Operational Database Scalability

by Liliana Kadar, Gokul Kamaraj, and Krishna Maheshwari

Posted in Technical | July 17, 2020 3 min read

Cloudera’s Operational Database provides unparalleled scale and flexibility for applications, enabling enterprises to bring together and process data of all types and from more sources, while providing developers with the flexibility they need. In this blog, we’ll look into capabilities that make Operational Database the right choice for hyperscale.

Scale-up architecture

Cloudera’s Operational Database (OpDB) supports a scale-up (SMP) environment. The caching layer is able to consume all memory in a large SMP environment. Memory has to be large enough to cover RegionServers, DataNodes and operating system, and to have enough extra space to allow the block cache to assist with reads. When HBase is running with other components, CPU contention and memory contention can be a problem that is easy to address with proper YARN tuning.

As a result of the scale-up architecture, multiple services and engines can be run on a single node. For smaller nodes, multiple services and engines have to be spread out amongst a larger set of nodes.

Scale-out architecture

In addition to Scale-up, Cloudera’s OpDB supports a scale-out (clustered) architecture by default.

When required, an additional node can easily be added to the cluster using Cloudera Manager. The process involves installing the same JDK version, the Cloudera Manager agent and the parcels on this new node. Once the agent is started, the host can be used to install an OpDB role or an OpDB service.

For example, you can enable RegionServer to add additional worker node capacity. You can then run the balancer to balance the existing workload across this new node.
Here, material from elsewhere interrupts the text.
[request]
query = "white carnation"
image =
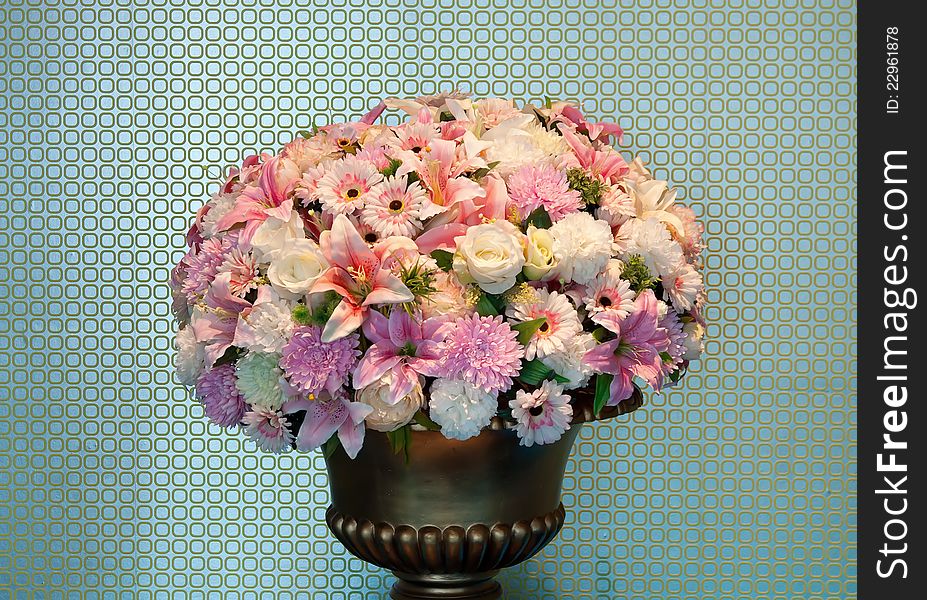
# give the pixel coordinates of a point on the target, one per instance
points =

You could also add this new node as the master to enable high availability while growing capacity. The process for on premise and for cloud deployments are the same.

Limitations

Data Types

Cloudera’s OpDB has multiple options on data types. It natively supports untyped data with no limits on size of datatypes (only limited by memory in a given node of the cluster).

AVRO data types are supported:

Primitive data types
- null
- boolean
- int
- long
- float
- double
- bytes
- string
Complex data types
- Records
- Enums
- Arrays
- Maps
- Unions
- Fixed

For more information about AVRO data types, see Avro Schemas documentation.
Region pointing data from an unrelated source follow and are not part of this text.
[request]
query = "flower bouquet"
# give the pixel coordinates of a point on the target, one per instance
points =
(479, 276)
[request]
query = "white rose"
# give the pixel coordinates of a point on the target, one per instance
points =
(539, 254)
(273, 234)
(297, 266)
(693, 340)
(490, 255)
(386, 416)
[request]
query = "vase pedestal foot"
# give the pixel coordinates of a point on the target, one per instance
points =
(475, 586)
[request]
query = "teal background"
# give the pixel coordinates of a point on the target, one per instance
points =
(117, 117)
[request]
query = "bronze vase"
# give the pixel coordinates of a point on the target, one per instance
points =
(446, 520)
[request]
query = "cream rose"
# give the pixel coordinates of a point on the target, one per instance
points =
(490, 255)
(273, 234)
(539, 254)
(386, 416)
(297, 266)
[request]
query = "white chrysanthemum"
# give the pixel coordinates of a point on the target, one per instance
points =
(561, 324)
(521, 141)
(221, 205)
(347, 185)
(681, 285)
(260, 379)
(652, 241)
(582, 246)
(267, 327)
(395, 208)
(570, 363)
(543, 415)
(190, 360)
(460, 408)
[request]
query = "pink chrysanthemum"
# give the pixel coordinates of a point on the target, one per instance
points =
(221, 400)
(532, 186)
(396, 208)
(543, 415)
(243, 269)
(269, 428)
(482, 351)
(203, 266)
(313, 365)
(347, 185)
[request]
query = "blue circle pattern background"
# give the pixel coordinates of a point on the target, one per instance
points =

Phoenix data types are also supported:

Integer/UNSIGNED_INT: 4 bytes
BIGINT/UNSIGNED_LONG/TIME/UNSIGNED_TIME/UNSIGNED_DATE/DATE: 8 bytes
TINYINT/UNSIGNED_TINYINT: 1 byte
SMALLINT, UNSIGNED_SMALLINT: 2 bytes
FLOAT/UNSIGNED_FLOAT: 4 bytes
DOUBLE/UNSIGNED_DOUBLE: 8 bytes
DECIMAL: upto 38 digits with a variable length binary representation
BOOLEAN: 1 byte, TIMESTAMP/UNSIGNED_TIMESTAMP: 12 bytes
VARCHAR/CHAR/BINARY/VARBINARY/ARRAY: no limit

In-Memory Database Size

The in-memory portion of the OpDB can span DRAM and persistent memory like Intel Optane.

Moreover, the database can span multiple nodes in a cluster and is not limited to the memory limits of a single server enabling terabyte level of scale. Alternatively, when the entire dataset can fit in memory (spanning a single server or multiple server) and tables are configured to be memory resident / cached, OpDB can act as an in-memory database with similar benefits in terms of low latency, high throughput. In this scenario, writes would still be written to disk.

Very large databases

Cloudera’s OpDB can act as a Very Large Databases for OLTP applications and no special management tools are required for this use case

There is no specific limit on how large an OLTP database can get. The largest known implementations by Cloudera customers are greater than 2.5PB per instance.

Regional scalability

Cloudera’s OpDB supports scaling across regions. Asynchronous replication can be used to allow the database to span disparate regions spanning the globe with complex bi-directional and multi-directional replication links that create complex topologies with tunable consistency models.

Clusters can also be stretched across smaller distances depending on the latency between those links. While there is no predefined limit, customers typically prefer <20ms network latency between nodes (preferably less than 1ms) to ensure performance envelopes that meet their application requirements. In this scenario, stretching the cluster across three data centers is advised to ensure resiliency or across 3 availability zones when deploying in the cloud.

Fast loader

Multiple mechanisms are provided to do bulk-load such as doing it through API or using MapReduce or Spark.